Se il Cav non le manda a dire

C’è qualcosa di nuovo oggi nel sole (politico), anzi, di antico. È Silvio Berlusconi, già (fin troppo) di ieri. Ma adesso di oggi. Quando ha replicato a muso duro alle litanie offensive del Movimento 5 Stelle. Ci si chiede che cosa di straordinario sia accaduto in una Polis dove, peraltro, gli accadimenti sono scanditi, da tempo, dalle insulsaggini ideologiche grilline condite di insulti erga omnes, cioè a tutti gli altri, in modo particolare contro Silvio Berlusconi. E il rosario degli insulti pentastellati non sembra affatto giunto all’ultima, per dir così, stazione. Anzi.

Non abbiamo mai avuto la sensazione che si trattasse e si tratti di incidenti di percorso, ma di un percorso tout court nel quale Beppe Grillo è da sempre avviato non foss’altro che per la sua forte, fortissima convinzione, una sorta di dogma, che gli altri partiti (tutti) sono corrotti, pieni di ladri, e delinquenti, e chi più ne ha più ne metta; mentre il suo (di partito) è pulito, corretto, trasparente e (mi raccomando) nuovo che più nuovo non si può. Si faccia dunque largo al nuovo che avanza, cioè alla premiata (dai voti) società Casaleggio il cui ruolo, a un tempo portante e decisionario pentastellato, è ancora tutto da scrivere.

Non si sa tuttavia se Casaleggio abbia promosso e/o benedetto le più autentiche iniziative grilline consistenti nell’insulto ad personam, nelle parolacce contro gli avversari, negli improperi personalizzati di cui quelli rivolti a Berlusconi potrebbero costituire un’antologia dell’orrore politicante che sembra aver invaso il teatro pubblico.

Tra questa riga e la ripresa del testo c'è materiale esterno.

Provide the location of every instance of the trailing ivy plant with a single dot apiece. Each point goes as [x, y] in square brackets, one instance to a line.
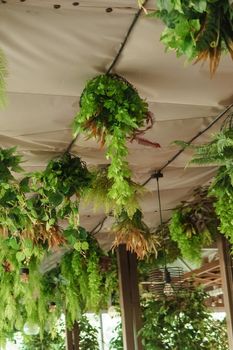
[88, 338]
[112, 112]
[88, 285]
[222, 189]
[181, 322]
[200, 30]
[219, 151]
[135, 234]
[98, 193]
[167, 252]
[194, 224]
[58, 191]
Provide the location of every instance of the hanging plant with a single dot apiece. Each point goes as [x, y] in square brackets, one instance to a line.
[86, 285]
[181, 322]
[112, 112]
[135, 234]
[194, 225]
[222, 189]
[200, 30]
[88, 338]
[98, 193]
[167, 252]
[219, 151]
[77, 284]
[59, 189]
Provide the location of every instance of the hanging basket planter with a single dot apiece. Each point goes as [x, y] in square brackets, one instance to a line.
[24, 274]
[112, 112]
[136, 235]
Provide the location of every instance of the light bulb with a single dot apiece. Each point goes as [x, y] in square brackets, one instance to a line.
[31, 329]
[168, 290]
[112, 311]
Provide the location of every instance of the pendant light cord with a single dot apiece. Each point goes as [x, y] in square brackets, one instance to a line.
[158, 175]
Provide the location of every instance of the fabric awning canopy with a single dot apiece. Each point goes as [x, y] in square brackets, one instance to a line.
[52, 51]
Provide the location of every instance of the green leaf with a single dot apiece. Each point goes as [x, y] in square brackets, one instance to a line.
[20, 256]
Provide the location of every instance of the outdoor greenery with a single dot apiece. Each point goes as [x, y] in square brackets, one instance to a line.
[30, 231]
[112, 112]
[198, 29]
[181, 322]
[98, 193]
[56, 340]
[3, 72]
[135, 234]
[194, 224]
[219, 151]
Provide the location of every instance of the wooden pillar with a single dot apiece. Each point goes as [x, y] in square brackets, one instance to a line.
[69, 340]
[73, 338]
[226, 268]
[129, 299]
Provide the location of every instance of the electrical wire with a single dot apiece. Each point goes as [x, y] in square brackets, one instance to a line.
[116, 58]
[222, 114]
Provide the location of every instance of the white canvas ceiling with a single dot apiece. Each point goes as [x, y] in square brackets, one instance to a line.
[52, 52]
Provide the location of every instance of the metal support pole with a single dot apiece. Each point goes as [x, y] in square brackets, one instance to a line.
[101, 331]
[73, 338]
[226, 268]
[129, 299]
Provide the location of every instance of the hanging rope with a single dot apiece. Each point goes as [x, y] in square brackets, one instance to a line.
[158, 175]
[154, 175]
[136, 17]
[116, 58]
[222, 114]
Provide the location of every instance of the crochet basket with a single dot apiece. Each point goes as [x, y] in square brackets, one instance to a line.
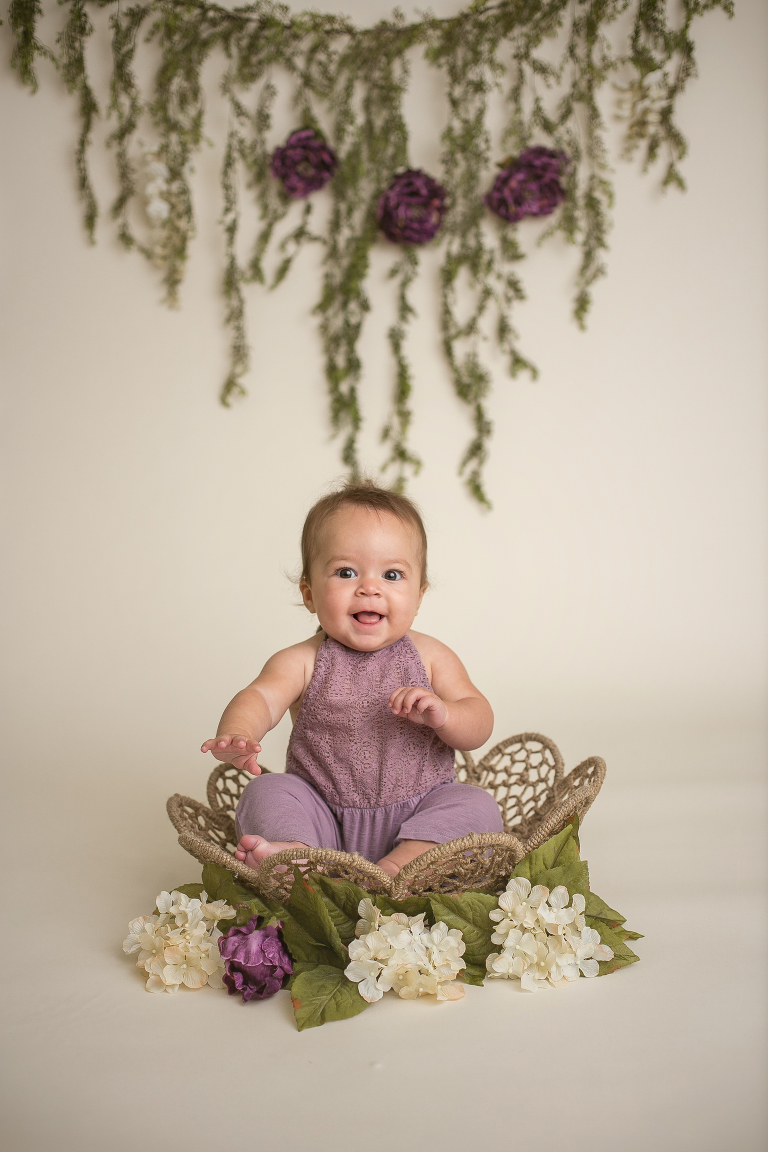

Certo, l’escalation offensiva grillina contro Arcore non poteva non approdare al veto ad personam, cioè al Cavaliere, di partecipare a un governo con il M5S presente, ancorché al veto sia subentrato da ieri una sorta di permesso, di concessione: poter votare a favore del governo ma standone fuori. Un appoggio esterno va bene, ma niente di più. Detta così sembra una boutade, una delle tante cui ricorrono in genere coloro che non hanno argomenti concreti da opporre e cercano di cavarsela con qualche battuta liquidatoria. In realtà, è la stessa “politica grillina” (rigorosamente fra virgolette) che fa dell’insulto liquidatorio all’avversario una specie di filosofia nella convinzione di essere gli unici legittimi e legittimati depositari del verbo. E non se ne capisce, anche da parte nostra, il perché.

Fatto sta che alla sequela a dir poco intimidatoria della specialità pentastellata, ha deciso di rispondere Berlusconi, non solo o non tanto per i frequenti voli in alto, cioè al di sopra, di Matteo Salvini, quanto soprattutto per la presa d’atto che, tolti gli insulti, di politica non se ne scorge l’ombra da quelle parti, soprattutto in un momento nel quale il cosiddetto “cazzeggio” instauratosi da oltre un mese fra i due, berlusconianamente definiti giovanotti, è finito di fronte all’unica vera, importante, pesante decisione: quella a proposito del governo e della maggioranza prossimi venturi. Hic Rhodus, hic salta! Governo e maggioranza, due cose sulle quali un Luigi Di Maio pensava di sorvolare coi soliti soliloqui in certi talk-show amici dove il gioco dell’esclusione personalizzata aveva dapprima condotto alla proposta di una maggioranza a due e quindi, fatto qualche conto, alla trovata non poco umoristica dell’appoggio esterno di Berlusconi e di Meloni. Fatto salvo, beninteso, quello che nel subconscio dimaiano premeva, ovverosia un bel governo con un Partito Democratico silente sia pure con interne vocine simpatizzanti di certuni, che il nostro direttore ha giustamente classificato nella categoria degli utili idioti.

È in questo quadro a dir poco desolante che la risposta di Berlusconi agli schiaffi subiti da Grillo assume toni e sapori che vanno ben oltre la reazione del momento e, soprattutto, evidenziano la presenza e il ruolo del leader di Forza Italia in una situazione nella quale è d’obbligo replicare agli insultatori di professione non nascondendo proposte possibili e fattibili per le quali i grillini sono costretti fare ricorso proprio a quella cosa da loro poco o niente frequentata e che va sotto il nome di politica.